After a few years out east, she returned home to Chicago. In 1964, she began teaching photography at her alma mater, New Trier High School. The “shocking” job offer came to Barbara after the principal saw some of her work on display at a restaurant. “I never expected to teach; I just wanted to do my photography back then,” she explains, but now cherishes the rewards of teaching. Prior to her arrival, there was no photography department; instead it was an after-school club. Barbara insisted the subject be added to the art department, and ever since, photography has been an elective course at the highly respected high school.
In the meantime, she worked to develop her craft and received her master’s in photography from IIT. While much of Barbara’s work appears to be spontaneous, she always photographs with an idea in mind. “If I were to take pictures randomly, there’s no consistency of thought,” she remarks. “I need to develop a singular idea in order to get satisfaction that I’ve done something of worth…I can’t pick up a camera without getting serious, even if I am interested in capturing a certain type of chaos in a picture.” As she began to gather more accolades for her cutting-edge imagery, she was recruited to impart her wisdom to older pupils as a professor at the School of the Art Institute of Chicago. She was even invited by Ansel Adams to teach one of his Yosemite workshops. Barbara has been the recipient of two National Endowment for the Arts grants, an Illinois Arts Council Fellowship Award in Photography, and a John Simon Guggenheim Memorial Fellowship in Photography grant. Her work is now included in the permanent collections of the Museum of Modern Art, Art Institute of Chicago, and Museum of Contemporary Photography.

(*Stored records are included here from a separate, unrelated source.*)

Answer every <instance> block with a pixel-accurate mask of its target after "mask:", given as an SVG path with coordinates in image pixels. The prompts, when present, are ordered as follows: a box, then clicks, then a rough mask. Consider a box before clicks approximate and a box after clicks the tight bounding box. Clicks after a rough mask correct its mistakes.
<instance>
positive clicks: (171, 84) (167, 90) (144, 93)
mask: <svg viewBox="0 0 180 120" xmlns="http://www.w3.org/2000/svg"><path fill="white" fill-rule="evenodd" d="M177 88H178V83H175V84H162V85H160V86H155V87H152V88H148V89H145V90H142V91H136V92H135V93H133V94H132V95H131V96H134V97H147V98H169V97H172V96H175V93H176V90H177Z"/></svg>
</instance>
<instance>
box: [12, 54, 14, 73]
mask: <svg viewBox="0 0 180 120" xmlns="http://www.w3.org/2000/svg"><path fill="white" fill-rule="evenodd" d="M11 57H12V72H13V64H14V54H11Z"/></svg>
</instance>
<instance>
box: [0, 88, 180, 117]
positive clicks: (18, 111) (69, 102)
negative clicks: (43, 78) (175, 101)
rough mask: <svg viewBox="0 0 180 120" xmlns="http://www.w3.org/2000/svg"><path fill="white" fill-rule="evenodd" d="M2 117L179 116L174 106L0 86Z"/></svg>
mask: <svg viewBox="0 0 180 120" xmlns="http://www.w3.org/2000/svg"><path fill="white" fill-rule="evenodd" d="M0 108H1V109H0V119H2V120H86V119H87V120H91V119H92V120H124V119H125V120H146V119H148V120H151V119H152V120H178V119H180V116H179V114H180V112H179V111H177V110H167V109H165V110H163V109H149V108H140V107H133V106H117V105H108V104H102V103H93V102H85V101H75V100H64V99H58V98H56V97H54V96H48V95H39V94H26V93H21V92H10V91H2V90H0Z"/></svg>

Though she has since retired from teaching, Barbara definitely has not abandoned photography. She remains mostly devoted to shooting in Chicago because of her familiarity with the surroundings. She knows where the light will fall at a particular time of day and the quality of the light in any weather condition. Plus, she adores the open waterfront. “It’s a gorgeous, vibrant city with an amazing lakefront,” she describes. “I like photographing thick crowds, so Taste of Chicago and Oak Street Beach are perfect venues. On a hot Sunday, it’s the best."